万古焼の魅力は、その多様性と機能性にあります。耐熱性に優れ、土鍋や急須など実用的な器が豊富に揃っているため、日々の食卓で活躍します。また、伝統に縛られず、常に新しい技術やデザインを取り入れ、時代に合わせて変化し続けている点も大きな魅力です。
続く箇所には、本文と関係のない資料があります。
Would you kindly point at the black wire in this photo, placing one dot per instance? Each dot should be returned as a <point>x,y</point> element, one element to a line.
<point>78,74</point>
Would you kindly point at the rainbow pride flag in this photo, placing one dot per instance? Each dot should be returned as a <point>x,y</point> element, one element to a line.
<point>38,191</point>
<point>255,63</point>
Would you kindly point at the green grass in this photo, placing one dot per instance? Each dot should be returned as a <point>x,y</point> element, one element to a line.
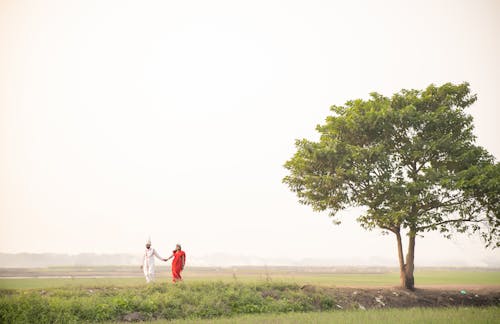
<point>422,278</point>
<point>194,300</point>
<point>413,315</point>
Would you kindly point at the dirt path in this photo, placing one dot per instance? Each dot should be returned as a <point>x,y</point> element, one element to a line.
<point>431,296</point>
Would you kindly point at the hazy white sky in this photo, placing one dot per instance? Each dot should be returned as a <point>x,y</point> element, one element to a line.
<point>123,119</point>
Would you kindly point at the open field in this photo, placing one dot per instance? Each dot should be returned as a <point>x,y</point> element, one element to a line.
<point>313,295</point>
<point>464,315</point>
<point>332,277</point>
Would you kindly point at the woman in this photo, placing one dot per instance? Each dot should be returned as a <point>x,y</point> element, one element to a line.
<point>178,263</point>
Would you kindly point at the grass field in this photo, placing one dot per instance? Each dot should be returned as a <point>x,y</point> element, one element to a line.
<point>244,296</point>
<point>422,278</point>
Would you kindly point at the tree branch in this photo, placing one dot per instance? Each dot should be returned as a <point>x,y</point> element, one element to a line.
<point>419,229</point>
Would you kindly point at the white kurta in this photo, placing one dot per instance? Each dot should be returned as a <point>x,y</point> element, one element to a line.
<point>148,263</point>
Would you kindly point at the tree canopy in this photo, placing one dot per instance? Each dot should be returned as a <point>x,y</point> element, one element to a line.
<point>410,159</point>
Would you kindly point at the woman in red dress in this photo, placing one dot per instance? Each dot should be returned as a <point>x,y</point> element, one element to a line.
<point>178,263</point>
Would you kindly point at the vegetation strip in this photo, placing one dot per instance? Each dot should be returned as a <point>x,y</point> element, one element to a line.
<point>210,300</point>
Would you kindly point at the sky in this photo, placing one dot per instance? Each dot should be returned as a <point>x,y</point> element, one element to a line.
<point>121,120</point>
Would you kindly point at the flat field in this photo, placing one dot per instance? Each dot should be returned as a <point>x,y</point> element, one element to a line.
<point>330,277</point>
<point>248,295</point>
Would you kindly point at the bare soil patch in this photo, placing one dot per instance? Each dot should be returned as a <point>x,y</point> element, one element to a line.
<point>365,298</point>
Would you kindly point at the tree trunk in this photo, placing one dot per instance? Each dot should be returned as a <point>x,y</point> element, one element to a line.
<point>406,269</point>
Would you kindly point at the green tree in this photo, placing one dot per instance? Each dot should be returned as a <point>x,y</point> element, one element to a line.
<point>410,160</point>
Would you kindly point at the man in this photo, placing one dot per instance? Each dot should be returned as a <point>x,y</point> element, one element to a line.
<point>148,262</point>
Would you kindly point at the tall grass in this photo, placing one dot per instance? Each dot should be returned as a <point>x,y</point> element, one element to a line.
<point>195,300</point>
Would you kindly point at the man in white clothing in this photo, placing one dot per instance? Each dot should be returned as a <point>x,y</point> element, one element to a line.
<point>148,262</point>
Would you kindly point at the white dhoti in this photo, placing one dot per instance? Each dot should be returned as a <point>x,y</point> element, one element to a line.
<point>148,264</point>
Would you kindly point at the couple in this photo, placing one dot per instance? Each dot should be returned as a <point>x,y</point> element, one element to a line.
<point>148,262</point>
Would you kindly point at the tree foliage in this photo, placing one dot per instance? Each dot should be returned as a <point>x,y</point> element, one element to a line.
<point>410,159</point>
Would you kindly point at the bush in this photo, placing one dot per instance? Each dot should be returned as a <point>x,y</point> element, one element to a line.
<point>193,300</point>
使うほどに愛着が湧く、温かみのある風合いも、多くの人々を惹きつけてやみません。
まとめ
- 万古焼の正しい読み方は「ばんこやき」です。
- 名前の由来は、江戸時代の沼波弄山が作品に押した「万古不易」の印にあります。
- 万古焼は三重県四日市市を中心に生産される伝統工芸品です。
- 約300年の歴史を持ち、弄山による「古万古」から現代まで発展してきました。
- 最大の特徴は、ペタライト配合による優れた耐熱性です。
- 国内の土鍋生産量の約8割を万古焼が占めています。
- 土鍋は直火、オーブン、電子レンジ、IH対応のものもあります。
- 紫泥急須は、お茶の渋みをまろやかにし、旨みを引き出す効果があります。
- 食器や花器など、多様な種類の器が作られています。
- 初めて使う土鍋には「目止め」を行うと長持ちします。
- 使用後は柔らかいスポンジで洗い、しっかりと乾燥させることが大切です。
- 万古焼は窯元や専門店、オンラインショップ、万古まつりなどで購入可能です。
- 陶器と磁器の中間的な性質を持つ半磁器に分類されます。
- 多様なデザインと機能性、そして温かみのある風合いが魅力です。
- 常に時代のニーズを捉え、新しいものづくりに挑戦し続けています。